The final consideration is the structure of an independent commission. Obviously, the committee will need to consider the leadership and membership of a commission. Certainly the chair and members of a commission, should there be additional members, need to have the knowledge and expertise to organize debates. They could include representatives of the traditional networks as well as representatives of new media, appointed through a formula that prevents partisanship. They could also include representatives of civil society groups. If the chosen model was that of a single commissioner, he or she could consult with civil society groups and other stakeholders or set up an advisory committee to assist him or her in making decisions.
Some have suggested that Elections Canada should have a role to play in this area. With due respect, I disagree. I strongly believe that Elections Canada must be insulated from any decision-making regarding the leaders' debates so as to remain above the fray.
Debates are an important element of the campaign and often contribute to defining the ballot box issues. This is what makes the debates exciting and important. The Chief Electoral Officer should not be involved in matters that could be perceived as having an influence on the orientation of the campaign or the results of the election.
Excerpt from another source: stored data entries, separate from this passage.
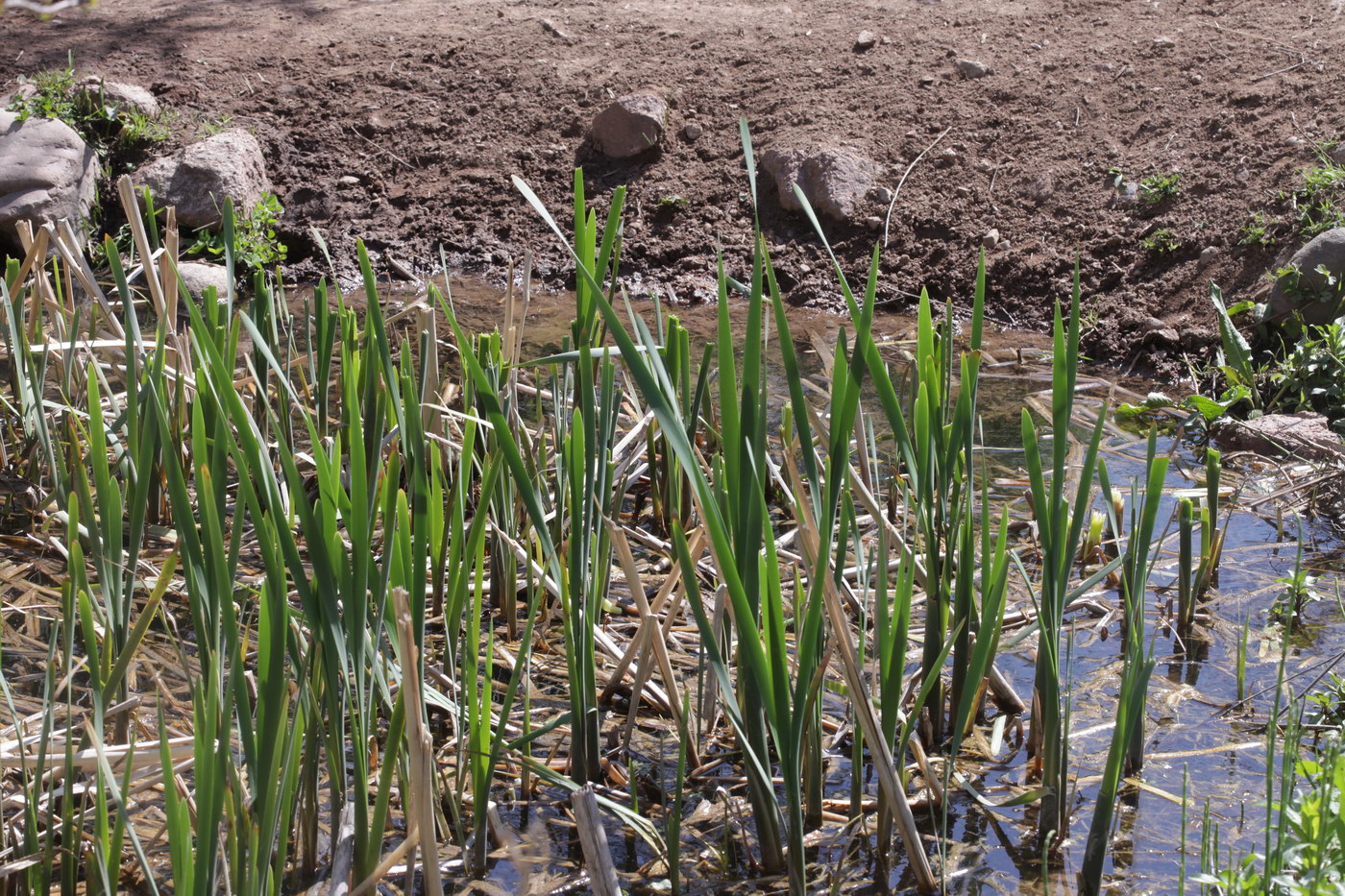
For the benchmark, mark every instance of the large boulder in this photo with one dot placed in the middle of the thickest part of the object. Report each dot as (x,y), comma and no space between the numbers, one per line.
(1307,436)
(47,173)
(120,97)
(834,181)
(629,125)
(197,180)
(1307,288)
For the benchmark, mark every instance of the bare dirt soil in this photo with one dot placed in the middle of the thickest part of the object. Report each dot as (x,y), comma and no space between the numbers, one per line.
(427,107)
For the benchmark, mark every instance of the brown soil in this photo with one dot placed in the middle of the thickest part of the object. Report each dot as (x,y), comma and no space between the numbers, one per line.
(433,104)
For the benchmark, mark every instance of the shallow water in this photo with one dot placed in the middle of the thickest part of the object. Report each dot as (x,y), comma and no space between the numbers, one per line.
(1196,742)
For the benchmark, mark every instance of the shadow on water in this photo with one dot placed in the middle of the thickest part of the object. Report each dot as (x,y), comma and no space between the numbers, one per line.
(1200,742)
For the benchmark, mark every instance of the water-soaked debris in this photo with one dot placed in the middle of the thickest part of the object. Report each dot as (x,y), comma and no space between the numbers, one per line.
(834,181)
(631,125)
(198,178)
(1307,288)
(47,173)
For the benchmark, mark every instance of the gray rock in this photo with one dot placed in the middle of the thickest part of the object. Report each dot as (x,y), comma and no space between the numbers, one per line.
(46,174)
(834,181)
(1308,292)
(199,276)
(197,180)
(629,125)
(118,96)
(1305,435)
(550,27)
(972,69)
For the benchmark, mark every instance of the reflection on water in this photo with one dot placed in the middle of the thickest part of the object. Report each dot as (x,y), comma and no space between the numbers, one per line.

That being said, you may wish to consider a broadcasting arbitrator in establishing a commissioner or an independent commission. As you know, the arbitrator is an independent office-holder under the Canada Elections Act. He is appointed by unanimous consent of the parties in the House of Commons, or if there is no consent, by the Chief Electoral Officer after consultation with the parties. For example, the broadcasting arbitrator could be appointed as the chair of the commission to play essentially a facilitating role in convening the commission and ensuring that it functions properly, or instead, the model of the arbitrator could be emulated in the establishment of either a new commission or commissioner.
Finally, the nature of the commission's mandate may not necessitate an ongoing entity. Its activities will likely be sporadic and its meetings ad hoc. For example, most of the editorial decisions may be made in the lead-up to or during the campaign.
Elections Canada could certainly provide administrative support for an independent commission, including the payment of the commission's expenses. This is the model that is currently followed for the broadcasting arbitrator. It is also the model followed for the electoral boundaries commissions, which work independently from Elections Canada. It's a flexible and effective model that allows the commission to function with some basic administrative support without implicating Elections Canada in the decisions themselves.
Mr. Chair, I've set out a number of considerations that I hope will be helpful to the committee. I would be happy to answer any questions that committee members may have.